More Capable, Less Cooperative? When LLMs Fail at Zero-Cost Collaboration
Abstract
Large language model (LLM) agents increasingly coordinate in multi-agent systems, yet we lack an understanding of where and why cooperation failures may arise. In many real-world coordination problems, from knowledge sharing in organizations to code documentation, helping others carries negligible personal cost while generating substantial collective benefits. However, whether LLM agents cooperate when helping neither benefits nor harms the helper, despite being given explicit instructions to do so, remains unknown. We build a multi-agent setup designed to study cooperative behavior in a frictionless environment, removing all strategic complexity from cooperation.
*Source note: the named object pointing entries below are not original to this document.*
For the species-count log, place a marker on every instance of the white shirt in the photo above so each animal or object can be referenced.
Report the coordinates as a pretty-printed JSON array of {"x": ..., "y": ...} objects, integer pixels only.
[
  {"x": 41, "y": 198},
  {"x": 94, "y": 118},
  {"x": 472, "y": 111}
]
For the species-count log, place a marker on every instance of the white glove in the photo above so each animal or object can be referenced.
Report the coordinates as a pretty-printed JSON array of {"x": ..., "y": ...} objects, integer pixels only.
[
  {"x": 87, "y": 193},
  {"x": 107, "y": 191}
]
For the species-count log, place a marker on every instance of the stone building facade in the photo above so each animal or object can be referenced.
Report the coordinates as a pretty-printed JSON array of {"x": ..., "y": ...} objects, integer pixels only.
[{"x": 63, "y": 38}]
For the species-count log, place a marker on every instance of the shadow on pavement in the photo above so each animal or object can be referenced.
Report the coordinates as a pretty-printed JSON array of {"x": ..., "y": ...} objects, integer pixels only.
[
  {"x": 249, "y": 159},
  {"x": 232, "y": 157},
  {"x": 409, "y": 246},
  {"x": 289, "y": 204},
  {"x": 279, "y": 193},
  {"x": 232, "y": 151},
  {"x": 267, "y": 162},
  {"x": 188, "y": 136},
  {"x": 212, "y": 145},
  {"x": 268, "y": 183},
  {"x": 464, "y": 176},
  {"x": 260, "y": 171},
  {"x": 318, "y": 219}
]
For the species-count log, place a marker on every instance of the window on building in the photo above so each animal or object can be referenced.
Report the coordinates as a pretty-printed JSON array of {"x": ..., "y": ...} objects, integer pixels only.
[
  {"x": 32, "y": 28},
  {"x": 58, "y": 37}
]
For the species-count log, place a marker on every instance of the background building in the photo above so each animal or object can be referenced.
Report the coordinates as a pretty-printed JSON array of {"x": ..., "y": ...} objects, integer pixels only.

We find that capability does not predict cooperation: OpenAI o3 achieves only 17\% of optimal collective performance while OpenAI o3-mini reaches 50\%, despite identical instructions to maximize group revenue. Through a causal decomposition that automates one side of agent communication, we separate cooperation failures from competence failures, tracing their origins through agent reasoning analysis. Testing targeted interventions, we find that explicit protocols double performance for low-competence models, and tiny sharing incentives improve models with weak cooperation. These results demonstrate that even when helping is free and strategically trivial, many LLMs fail to follow the instructed cooperative objectives, requiring interventions based on specific failure modes. Our findings suggest that scaling intelligence alone will not solve coordination problems in multi-agent systems and will require deliberate cooperative design, even when helping others costs nothing.